A spokesperson confirmed that U.K. electricity system operator National Grid ESO had not made any changes to its operating procedures following the outage.

“This has happened only three times in 30 years, and Great Britain has, statistically, one of the most reliable energy networks not only in Europe, but anywhere in the world,” said Ben Davis, external affairs manager.

According to a detailed timeline put together by National Grid ESO, a lightning strike on a transmission circuit north of London caused the almost simultaneous shutdown of Hornsea One, which is the world’s largest operating offshore wind farm, and the Little Barford gas station.

This took almost 1.4 gigawatts off the grid. The loss outweighed the gigawatt or so of power that National Grid ESO had in reserve at the time, causing grid frequency to fall and prompting the automatic disconnection of 5 percent of Britain’s electricity supply. 

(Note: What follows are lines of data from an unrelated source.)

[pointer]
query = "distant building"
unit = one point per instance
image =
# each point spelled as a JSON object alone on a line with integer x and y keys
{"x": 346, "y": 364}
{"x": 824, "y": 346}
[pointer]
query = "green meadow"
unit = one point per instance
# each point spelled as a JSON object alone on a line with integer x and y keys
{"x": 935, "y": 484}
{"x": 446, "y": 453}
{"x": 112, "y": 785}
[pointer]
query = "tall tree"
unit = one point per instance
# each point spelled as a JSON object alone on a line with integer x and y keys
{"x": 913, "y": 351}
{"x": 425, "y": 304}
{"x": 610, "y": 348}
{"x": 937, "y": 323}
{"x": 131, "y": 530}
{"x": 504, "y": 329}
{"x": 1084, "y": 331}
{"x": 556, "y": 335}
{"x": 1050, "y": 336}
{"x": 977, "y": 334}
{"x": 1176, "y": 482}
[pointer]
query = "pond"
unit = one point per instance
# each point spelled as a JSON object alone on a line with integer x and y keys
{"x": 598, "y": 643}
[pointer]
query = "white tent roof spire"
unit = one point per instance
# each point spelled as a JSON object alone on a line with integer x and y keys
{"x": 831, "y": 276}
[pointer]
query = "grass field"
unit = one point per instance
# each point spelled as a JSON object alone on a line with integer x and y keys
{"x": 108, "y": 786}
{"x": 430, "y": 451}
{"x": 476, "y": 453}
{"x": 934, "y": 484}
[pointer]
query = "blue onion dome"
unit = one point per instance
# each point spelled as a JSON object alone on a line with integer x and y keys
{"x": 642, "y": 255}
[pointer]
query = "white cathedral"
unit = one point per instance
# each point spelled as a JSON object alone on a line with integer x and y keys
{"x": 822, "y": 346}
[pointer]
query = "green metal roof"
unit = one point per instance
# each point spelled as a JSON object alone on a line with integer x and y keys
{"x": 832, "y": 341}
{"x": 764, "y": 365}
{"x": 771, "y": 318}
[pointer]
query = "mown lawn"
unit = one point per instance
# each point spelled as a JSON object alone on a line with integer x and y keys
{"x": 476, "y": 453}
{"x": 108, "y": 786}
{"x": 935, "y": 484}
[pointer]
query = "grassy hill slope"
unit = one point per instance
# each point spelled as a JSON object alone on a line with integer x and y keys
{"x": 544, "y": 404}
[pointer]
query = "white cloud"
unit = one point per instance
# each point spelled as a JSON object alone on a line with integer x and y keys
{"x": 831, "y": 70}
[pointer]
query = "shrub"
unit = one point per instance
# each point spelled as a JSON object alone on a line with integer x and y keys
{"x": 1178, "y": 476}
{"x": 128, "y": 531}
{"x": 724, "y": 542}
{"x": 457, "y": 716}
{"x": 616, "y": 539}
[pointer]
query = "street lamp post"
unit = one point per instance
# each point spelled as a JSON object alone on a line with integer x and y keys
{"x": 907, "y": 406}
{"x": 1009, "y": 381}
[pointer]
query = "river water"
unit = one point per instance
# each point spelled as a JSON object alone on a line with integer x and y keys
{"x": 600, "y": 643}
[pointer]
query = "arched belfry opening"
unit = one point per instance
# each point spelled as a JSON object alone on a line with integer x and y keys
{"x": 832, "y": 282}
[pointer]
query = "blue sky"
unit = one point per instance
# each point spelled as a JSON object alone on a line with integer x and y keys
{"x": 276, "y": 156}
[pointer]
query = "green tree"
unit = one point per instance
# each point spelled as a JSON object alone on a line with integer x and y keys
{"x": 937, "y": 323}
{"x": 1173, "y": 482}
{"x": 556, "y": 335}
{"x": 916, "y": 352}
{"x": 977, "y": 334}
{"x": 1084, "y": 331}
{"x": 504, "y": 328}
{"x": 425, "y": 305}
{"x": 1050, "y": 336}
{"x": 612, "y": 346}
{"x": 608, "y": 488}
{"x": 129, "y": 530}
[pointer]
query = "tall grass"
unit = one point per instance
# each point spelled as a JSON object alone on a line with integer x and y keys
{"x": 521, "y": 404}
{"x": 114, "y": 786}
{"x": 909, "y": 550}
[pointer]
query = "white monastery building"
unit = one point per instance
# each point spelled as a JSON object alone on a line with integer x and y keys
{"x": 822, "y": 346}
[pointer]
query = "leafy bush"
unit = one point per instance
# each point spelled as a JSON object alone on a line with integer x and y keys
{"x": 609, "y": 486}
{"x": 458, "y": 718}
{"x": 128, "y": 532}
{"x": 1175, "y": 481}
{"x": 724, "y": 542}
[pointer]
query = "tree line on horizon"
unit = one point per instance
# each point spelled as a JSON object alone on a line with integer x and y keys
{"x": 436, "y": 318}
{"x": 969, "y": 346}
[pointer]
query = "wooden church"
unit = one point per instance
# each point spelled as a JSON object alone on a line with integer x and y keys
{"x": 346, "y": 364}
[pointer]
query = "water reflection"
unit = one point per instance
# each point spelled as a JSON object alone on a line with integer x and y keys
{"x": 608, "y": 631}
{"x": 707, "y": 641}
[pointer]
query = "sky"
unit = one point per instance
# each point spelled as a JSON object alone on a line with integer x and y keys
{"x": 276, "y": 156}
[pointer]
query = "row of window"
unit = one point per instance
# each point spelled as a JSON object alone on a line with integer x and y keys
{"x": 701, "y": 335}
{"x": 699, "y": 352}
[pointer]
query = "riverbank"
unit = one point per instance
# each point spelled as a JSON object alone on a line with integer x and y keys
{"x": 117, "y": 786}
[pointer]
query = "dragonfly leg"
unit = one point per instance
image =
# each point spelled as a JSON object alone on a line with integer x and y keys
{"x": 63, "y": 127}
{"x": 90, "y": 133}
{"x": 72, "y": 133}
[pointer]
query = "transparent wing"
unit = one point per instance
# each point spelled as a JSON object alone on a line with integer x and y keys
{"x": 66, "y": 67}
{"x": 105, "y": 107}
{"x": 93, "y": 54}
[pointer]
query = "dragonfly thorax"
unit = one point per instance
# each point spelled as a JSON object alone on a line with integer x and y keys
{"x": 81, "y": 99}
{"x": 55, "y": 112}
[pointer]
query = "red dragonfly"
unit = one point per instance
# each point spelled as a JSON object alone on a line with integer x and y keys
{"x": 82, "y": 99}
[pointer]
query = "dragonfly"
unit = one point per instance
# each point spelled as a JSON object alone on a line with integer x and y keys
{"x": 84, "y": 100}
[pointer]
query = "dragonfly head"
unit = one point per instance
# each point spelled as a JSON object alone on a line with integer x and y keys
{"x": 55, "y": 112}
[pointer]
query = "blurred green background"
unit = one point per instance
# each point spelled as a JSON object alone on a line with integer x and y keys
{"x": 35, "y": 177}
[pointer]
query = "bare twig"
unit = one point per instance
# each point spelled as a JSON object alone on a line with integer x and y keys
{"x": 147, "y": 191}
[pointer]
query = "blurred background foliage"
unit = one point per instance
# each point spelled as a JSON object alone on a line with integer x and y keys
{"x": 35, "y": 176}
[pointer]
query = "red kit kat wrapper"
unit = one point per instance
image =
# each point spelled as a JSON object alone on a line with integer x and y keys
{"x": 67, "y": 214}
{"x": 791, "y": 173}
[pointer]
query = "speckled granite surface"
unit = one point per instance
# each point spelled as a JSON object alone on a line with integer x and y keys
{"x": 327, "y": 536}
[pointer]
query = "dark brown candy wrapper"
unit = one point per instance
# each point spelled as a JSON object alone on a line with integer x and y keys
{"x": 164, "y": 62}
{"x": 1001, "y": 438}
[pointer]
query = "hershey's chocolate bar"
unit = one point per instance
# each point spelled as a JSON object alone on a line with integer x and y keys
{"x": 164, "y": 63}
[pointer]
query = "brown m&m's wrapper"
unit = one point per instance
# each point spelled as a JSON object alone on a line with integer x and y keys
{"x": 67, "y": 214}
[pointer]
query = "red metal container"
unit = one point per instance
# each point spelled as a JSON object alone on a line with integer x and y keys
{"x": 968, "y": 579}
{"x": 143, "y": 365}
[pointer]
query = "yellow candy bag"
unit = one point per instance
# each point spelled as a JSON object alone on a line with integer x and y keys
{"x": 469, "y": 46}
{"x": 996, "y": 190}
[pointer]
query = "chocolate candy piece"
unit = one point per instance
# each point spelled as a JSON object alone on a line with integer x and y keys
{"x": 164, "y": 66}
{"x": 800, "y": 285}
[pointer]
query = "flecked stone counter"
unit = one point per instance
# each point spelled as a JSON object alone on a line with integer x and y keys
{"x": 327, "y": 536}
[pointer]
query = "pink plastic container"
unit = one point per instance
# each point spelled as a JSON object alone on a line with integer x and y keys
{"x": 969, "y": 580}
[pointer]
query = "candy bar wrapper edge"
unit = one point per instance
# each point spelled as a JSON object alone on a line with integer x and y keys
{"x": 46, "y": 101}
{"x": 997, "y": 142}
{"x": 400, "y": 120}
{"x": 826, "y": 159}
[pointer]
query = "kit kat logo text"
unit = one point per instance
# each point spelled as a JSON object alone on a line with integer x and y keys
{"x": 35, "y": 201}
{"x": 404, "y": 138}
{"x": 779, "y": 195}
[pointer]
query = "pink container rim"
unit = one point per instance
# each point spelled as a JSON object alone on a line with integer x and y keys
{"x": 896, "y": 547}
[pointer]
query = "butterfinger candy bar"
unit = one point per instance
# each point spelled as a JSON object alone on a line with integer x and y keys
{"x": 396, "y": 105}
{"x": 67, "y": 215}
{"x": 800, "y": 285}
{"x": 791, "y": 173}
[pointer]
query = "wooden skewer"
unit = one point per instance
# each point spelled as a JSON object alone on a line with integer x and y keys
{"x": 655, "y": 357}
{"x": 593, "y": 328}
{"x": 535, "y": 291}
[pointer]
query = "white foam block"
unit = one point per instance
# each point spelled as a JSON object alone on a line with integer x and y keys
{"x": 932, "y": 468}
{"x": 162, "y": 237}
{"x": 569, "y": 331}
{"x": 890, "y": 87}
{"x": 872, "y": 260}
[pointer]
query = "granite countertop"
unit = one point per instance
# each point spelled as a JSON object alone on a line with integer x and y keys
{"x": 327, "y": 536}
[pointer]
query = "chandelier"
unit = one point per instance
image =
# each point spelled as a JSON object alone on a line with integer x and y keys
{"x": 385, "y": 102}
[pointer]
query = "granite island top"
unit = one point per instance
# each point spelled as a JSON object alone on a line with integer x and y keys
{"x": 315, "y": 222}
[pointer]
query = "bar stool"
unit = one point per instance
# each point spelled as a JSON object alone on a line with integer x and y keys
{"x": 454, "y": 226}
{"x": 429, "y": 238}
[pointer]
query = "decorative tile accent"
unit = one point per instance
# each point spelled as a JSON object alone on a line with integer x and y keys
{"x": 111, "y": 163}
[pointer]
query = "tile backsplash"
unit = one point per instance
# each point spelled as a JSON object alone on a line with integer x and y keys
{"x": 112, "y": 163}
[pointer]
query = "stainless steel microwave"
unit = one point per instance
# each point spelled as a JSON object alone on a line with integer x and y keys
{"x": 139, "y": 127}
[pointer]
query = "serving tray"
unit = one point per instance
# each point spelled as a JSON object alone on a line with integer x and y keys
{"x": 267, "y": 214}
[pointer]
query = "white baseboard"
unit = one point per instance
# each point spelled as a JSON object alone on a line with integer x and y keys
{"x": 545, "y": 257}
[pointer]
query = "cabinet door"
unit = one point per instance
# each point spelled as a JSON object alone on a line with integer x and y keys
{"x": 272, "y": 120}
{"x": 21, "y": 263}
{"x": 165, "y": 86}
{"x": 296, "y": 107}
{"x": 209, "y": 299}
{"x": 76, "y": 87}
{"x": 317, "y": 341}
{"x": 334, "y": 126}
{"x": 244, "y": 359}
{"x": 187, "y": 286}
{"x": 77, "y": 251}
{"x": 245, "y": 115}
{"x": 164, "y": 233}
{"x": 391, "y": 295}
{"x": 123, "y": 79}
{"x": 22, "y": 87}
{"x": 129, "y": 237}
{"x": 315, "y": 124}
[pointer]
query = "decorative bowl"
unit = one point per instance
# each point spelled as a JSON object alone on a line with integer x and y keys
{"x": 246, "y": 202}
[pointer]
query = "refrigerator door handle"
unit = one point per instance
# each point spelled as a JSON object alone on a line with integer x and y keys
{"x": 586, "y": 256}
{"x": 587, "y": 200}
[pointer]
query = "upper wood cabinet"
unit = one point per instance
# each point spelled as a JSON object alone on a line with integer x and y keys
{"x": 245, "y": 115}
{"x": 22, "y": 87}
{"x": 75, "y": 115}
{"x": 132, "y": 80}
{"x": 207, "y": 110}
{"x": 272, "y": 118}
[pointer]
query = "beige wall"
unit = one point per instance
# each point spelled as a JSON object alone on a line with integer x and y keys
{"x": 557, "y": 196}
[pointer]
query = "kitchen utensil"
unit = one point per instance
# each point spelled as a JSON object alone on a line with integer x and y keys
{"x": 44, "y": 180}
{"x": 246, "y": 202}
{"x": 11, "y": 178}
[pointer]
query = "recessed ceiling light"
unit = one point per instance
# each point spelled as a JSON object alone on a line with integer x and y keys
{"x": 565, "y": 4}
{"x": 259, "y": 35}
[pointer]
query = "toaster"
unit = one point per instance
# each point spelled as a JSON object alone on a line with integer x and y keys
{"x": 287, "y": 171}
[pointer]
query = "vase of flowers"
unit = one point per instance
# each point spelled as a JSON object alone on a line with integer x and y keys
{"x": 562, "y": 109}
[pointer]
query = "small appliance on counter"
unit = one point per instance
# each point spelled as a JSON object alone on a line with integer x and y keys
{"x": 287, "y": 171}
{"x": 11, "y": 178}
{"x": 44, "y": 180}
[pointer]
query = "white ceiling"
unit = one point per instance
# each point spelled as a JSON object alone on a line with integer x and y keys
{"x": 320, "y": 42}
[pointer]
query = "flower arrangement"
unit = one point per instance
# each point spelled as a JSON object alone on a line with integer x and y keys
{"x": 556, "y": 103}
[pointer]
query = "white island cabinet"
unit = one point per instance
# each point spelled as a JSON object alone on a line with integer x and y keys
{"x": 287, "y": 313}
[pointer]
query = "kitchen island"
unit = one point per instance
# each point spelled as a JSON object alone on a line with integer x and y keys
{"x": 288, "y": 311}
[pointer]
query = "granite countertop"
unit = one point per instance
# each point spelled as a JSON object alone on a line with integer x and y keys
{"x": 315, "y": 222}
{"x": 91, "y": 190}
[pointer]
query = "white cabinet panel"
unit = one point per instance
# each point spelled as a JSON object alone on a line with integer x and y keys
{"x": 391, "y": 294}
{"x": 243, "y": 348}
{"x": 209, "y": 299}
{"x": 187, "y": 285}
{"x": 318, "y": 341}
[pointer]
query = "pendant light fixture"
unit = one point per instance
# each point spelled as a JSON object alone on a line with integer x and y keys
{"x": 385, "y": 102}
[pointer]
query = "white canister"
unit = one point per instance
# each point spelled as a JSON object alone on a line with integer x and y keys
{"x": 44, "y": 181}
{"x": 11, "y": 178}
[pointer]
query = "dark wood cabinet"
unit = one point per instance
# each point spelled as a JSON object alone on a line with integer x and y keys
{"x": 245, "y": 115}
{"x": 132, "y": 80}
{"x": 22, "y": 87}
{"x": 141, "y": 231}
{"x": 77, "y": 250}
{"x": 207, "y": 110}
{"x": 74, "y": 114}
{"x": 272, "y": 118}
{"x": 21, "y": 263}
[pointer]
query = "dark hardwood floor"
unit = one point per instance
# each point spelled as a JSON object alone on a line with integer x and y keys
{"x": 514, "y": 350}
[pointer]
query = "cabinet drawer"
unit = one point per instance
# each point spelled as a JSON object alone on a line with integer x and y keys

The supply was restored to all customers within 45 minutes. A week after the incident, Hornsea’s owner Ørsted admitted the wind farm had experienced a technical fault.

The company said: “The relevant part of the system has been reconfigured and we are fully confident [that] should this extremely rare situation arise again, Hornsea One would respond as required.”

"New technologies introduce new risks"

Observers said that while the circumstances surrounding the August blackout were unusual, similar occurrences could not be ruled out as the U.K. increases its reliance on renewable energy.

"It is rare that two key sources of power fail almost simultaneously, but it is not unheard of,” said Tom Vernon, managing director of Statera Energy, an energy storage system operator whose battery assets were pressed into action on August 9.

“With the increasing reliance on wind and solar in particular, new stability and reliability problems can be expected in the future,” he said. “Clear policy support is needed from government to build up the country's backup provision."

Meanwhile, an analysis of the outage by European energy consultant Paul-Frederik Bach concluded that “the result of increasing shares of wind and solar power will be decreasing short-circuit capacities and rotating inertia.”

This will in turn lead to more rapid frequency changes and less stable voltage vectors, the analysis found. “The risk of blackouts will depend on the measures taken by National Grid as the penetration of new production technologies increases,” Bach told GTM.

“New technologies introduce new risks. I think that the August power disruption offers an excellent opportunity to learn and to eliminate some of the new risks.”

In October, the National Grid Electricity System Operator did get the ball rolling on an inertia tender, the importance of which may well have been amplified by the blackout.

Britain is already heading into the winter season with holes in its offshore wind fleet. The 400-megawatt Rampion Offshore Wind Farm, which was commissioned off the Sussex coast last year, was taken offline on Oct. 26 after suffering a high-voltage electrical system fault.

Local news reports this month said it could be “a few weeks” before operations might be restored at Rampion, although National Grid said the loss of the 116-turbine wind farm would not affect local electricity supplies.

Peter Osbaldstone, research director for European power and renewables at Wood Mackenzie, confirmed the risk of a blackout like the one in August remained very small.

"Events earlier this year should not be taken as any sort of signal that winter 2019/2020 is going to be especially difficult,” Osbaldstone said. “Any power system can fail, and they are becoming more of a challenge to keep in balance. But I've not seen anything to suggest the Great Britain system is in peril.”

National Grid has traditionally been conscientious about planning for winter electricity provision and provides a detailed outlook of energy requirements every year, Osbaldstone noted. “Big problems don't go under the radar."